Type of Holiday: Historic
Date of Observation: May 5
Where Celebrated: Mexico and the United States
Symbols and Customs: Ballet Folklórico, Battle Reenactments, Mariachi Music, Mexican Food, Parades ORIGINS

Cinco de Mayo means "the fifth of May." It commemorates the Battle of Puebla, an important event in the fight for Mexican independence. In this battle, a badly outnumbered band of Mexicans fought off the French army, which at that time was one of the most highly trained armies in Europe. For Mexicans and Mexican Americans, Cinco de Mayo represents the courage, resourcefulness, and determination of the Mexican people. It also symbolizes the thrill of an underdog victory against a mighty enemy.

The Battle of Puebla took place on May 5,1862. Mexico had gained its independence from Spain about forty years earlier, but was not a strong country at that time. The Mexican government owed money to France, England, and Spain. The French, under Napoleon III, decided to invade Mexico and take over the government. Napoleon III wanted to re-establish a strong French presence in North America.
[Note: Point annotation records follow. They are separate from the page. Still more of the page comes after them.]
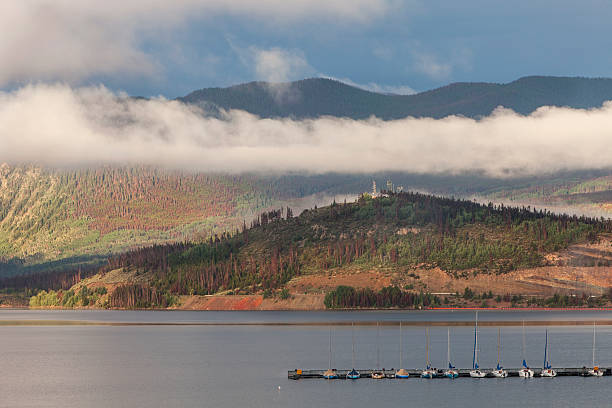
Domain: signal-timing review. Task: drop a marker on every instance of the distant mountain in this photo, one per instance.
(315, 97)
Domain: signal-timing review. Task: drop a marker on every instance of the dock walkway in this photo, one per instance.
(416, 373)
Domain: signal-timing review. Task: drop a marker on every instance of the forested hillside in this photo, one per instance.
(81, 216)
(402, 232)
(312, 98)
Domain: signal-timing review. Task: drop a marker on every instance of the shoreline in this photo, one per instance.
(409, 323)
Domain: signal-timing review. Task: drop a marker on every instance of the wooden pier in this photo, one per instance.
(416, 373)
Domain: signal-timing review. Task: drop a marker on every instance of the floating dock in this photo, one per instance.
(416, 373)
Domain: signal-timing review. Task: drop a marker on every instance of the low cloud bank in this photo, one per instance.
(57, 125)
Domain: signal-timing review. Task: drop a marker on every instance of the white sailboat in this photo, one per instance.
(402, 372)
(547, 371)
(353, 374)
(378, 374)
(499, 371)
(476, 372)
(525, 372)
(429, 372)
(450, 372)
(330, 374)
(596, 371)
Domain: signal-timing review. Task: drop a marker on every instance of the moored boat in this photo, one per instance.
(596, 371)
(499, 371)
(378, 374)
(547, 370)
(525, 372)
(402, 372)
(330, 374)
(353, 374)
(429, 372)
(451, 371)
(476, 372)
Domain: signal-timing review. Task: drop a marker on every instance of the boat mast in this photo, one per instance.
(448, 345)
(475, 355)
(427, 345)
(523, 348)
(401, 360)
(353, 337)
(377, 346)
(330, 347)
(593, 344)
(498, 345)
(546, 349)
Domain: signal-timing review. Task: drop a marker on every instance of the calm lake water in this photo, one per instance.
(244, 366)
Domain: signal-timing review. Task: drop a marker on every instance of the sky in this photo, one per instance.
(158, 47)
(68, 68)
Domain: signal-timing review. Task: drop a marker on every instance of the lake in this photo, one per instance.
(235, 365)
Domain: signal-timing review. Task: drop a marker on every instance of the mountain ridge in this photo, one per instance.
(315, 97)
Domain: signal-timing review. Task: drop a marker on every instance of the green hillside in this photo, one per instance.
(401, 232)
(311, 98)
(51, 219)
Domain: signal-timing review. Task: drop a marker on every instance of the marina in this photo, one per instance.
(451, 372)
(414, 373)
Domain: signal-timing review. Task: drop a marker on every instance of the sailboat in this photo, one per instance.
(499, 371)
(596, 371)
(525, 372)
(378, 374)
(547, 371)
(353, 374)
(330, 374)
(450, 372)
(429, 372)
(402, 372)
(476, 372)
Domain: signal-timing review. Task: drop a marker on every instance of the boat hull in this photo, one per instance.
(428, 374)
(451, 374)
(499, 373)
(402, 373)
(477, 374)
(595, 373)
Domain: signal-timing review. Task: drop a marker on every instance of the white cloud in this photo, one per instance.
(279, 65)
(72, 40)
(429, 65)
(374, 87)
(61, 126)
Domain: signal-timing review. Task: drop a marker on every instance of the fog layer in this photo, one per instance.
(58, 125)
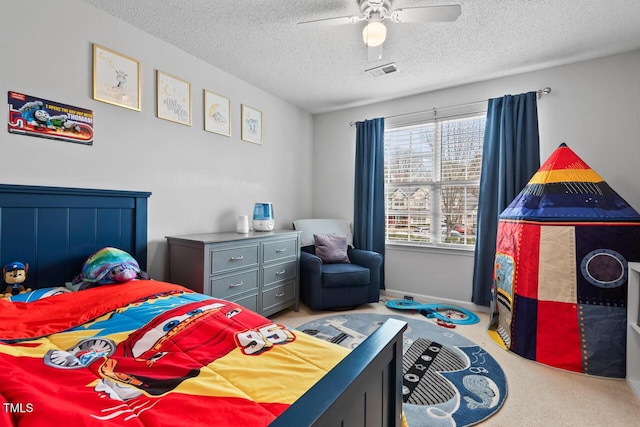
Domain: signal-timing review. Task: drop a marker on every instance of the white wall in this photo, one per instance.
(594, 107)
(200, 180)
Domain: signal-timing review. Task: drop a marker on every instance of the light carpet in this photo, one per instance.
(448, 380)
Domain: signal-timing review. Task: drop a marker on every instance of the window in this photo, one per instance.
(432, 178)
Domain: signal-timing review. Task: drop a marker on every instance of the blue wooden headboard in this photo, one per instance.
(55, 229)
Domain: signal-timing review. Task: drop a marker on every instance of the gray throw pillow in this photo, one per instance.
(331, 248)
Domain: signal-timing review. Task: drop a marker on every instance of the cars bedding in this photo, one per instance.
(150, 353)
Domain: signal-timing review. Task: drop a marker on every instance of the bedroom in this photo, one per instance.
(202, 181)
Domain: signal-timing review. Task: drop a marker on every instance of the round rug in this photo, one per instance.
(448, 380)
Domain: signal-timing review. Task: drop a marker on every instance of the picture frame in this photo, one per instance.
(217, 113)
(251, 124)
(173, 98)
(116, 78)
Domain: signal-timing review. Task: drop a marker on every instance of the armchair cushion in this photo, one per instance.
(331, 248)
(344, 275)
(326, 286)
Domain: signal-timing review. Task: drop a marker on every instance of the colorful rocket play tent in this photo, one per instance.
(560, 290)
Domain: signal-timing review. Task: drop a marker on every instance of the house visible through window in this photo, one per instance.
(432, 178)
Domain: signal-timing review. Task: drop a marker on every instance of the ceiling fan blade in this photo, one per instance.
(427, 14)
(330, 22)
(374, 53)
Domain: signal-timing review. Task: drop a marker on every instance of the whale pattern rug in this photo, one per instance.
(448, 380)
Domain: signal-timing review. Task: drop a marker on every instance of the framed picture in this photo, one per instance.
(174, 98)
(116, 78)
(251, 124)
(217, 113)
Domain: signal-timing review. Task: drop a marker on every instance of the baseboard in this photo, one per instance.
(426, 299)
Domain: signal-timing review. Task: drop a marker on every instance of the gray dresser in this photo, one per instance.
(258, 270)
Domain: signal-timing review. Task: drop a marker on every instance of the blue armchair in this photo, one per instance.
(325, 286)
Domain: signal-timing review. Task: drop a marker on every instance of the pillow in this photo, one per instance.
(38, 294)
(107, 266)
(331, 248)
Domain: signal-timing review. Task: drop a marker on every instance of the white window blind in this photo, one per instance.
(432, 177)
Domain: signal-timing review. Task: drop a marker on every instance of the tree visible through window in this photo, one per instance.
(432, 178)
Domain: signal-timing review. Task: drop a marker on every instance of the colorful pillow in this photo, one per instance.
(331, 248)
(106, 266)
(38, 294)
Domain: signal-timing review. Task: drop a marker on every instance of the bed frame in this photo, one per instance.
(55, 229)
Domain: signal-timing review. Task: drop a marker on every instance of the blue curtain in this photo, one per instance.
(369, 221)
(510, 157)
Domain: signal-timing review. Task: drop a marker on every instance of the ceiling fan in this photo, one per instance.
(377, 12)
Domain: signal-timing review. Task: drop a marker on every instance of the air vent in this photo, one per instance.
(382, 70)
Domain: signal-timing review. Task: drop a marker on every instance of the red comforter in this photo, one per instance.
(149, 353)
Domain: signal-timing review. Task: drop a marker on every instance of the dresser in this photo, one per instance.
(258, 270)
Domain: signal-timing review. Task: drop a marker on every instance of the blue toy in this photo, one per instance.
(14, 274)
(444, 314)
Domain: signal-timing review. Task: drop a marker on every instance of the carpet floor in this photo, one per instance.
(538, 395)
(447, 379)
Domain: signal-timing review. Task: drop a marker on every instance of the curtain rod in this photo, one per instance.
(540, 92)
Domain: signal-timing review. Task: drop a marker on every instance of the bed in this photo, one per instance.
(92, 341)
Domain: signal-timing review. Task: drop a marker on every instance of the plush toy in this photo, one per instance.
(14, 274)
(106, 266)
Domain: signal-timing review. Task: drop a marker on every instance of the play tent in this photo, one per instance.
(560, 288)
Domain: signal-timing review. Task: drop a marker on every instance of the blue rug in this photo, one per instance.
(447, 379)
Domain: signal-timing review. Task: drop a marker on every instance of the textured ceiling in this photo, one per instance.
(324, 69)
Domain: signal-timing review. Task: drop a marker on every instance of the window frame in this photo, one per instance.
(434, 241)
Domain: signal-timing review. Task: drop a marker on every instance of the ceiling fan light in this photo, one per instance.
(374, 34)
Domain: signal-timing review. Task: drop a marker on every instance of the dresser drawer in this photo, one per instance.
(279, 250)
(232, 258)
(227, 286)
(278, 295)
(279, 272)
(248, 301)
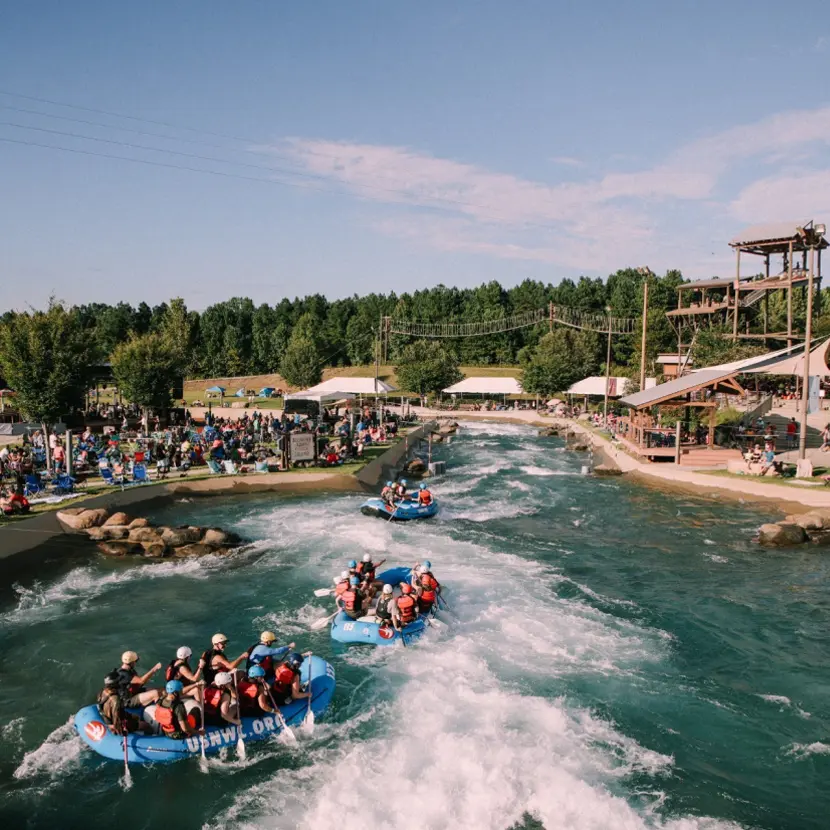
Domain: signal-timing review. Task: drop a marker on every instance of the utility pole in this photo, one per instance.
(608, 370)
(808, 336)
(646, 272)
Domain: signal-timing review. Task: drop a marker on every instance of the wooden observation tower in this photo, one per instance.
(742, 303)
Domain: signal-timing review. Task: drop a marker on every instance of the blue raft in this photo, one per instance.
(404, 512)
(148, 749)
(346, 630)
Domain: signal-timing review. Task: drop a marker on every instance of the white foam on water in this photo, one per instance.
(82, 585)
(54, 757)
(802, 751)
(785, 703)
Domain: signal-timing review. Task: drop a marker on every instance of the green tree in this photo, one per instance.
(427, 366)
(562, 357)
(45, 356)
(145, 369)
(301, 365)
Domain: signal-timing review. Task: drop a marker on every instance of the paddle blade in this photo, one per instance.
(318, 624)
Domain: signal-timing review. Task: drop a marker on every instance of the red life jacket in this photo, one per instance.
(213, 698)
(284, 679)
(247, 689)
(406, 606)
(428, 585)
(351, 600)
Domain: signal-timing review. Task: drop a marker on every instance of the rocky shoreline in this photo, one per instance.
(118, 534)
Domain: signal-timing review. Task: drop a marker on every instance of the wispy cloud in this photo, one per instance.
(616, 218)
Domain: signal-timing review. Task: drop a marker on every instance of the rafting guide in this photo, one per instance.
(224, 707)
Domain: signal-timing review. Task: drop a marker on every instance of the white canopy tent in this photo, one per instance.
(596, 386)
(485, 386)
(320, 397)
(356, 386)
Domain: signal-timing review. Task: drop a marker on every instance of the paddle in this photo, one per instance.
(240, 742)
(308, 720)
(323, 621)
(128, 779)
(286, 729)
(203, 765)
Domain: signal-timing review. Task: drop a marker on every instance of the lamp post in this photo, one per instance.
(813, 236)
(607, 369)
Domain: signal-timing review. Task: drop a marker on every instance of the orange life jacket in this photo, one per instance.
(352, 601)
(427, 584)
(406, 607)
(213, 698)
(284, 679)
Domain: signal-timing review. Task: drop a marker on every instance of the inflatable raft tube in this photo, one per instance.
(405, 512)
(152, 749)
(346, 630)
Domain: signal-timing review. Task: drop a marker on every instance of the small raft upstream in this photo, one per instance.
(404, 512)
(149, 749)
Moreover, he reasoned that the United States wouldn't interfere, because it was embroiled in its own civil war at that time.

When the French troops reached the town of Puebla, they were met by a rag-tag Mexican army led by General Ignacio Zaragoza and Colonel Porfirio Díaz (who later became president of Mexico). The Mexicans numbered around 4,000 men. Their ranks included regular soldiers as well as Mexican farmers armed with farm tools, cowboys, and Zapotec and other Indians. The French army was much larger and consisted of well-trained, professional soldiers, both on horseback and on foot. As the battle began, the French were confident of victory.

General Zaragoza's clever battle plans turned the tide of battle in favor of the Mexicans, however. He sent his cavalry (soldiers on horseback) to attack the French from the side. The French cavalry responded by abandoning the center of the battle and moving to the side to engage the Mexican horsemen. This gave Zaragoza the moment he had been looking for. He released a stampeding herd of cattle right into the center of the French troops. The cattle scattered the French soldiers, thus conferring victory to the Mexican army.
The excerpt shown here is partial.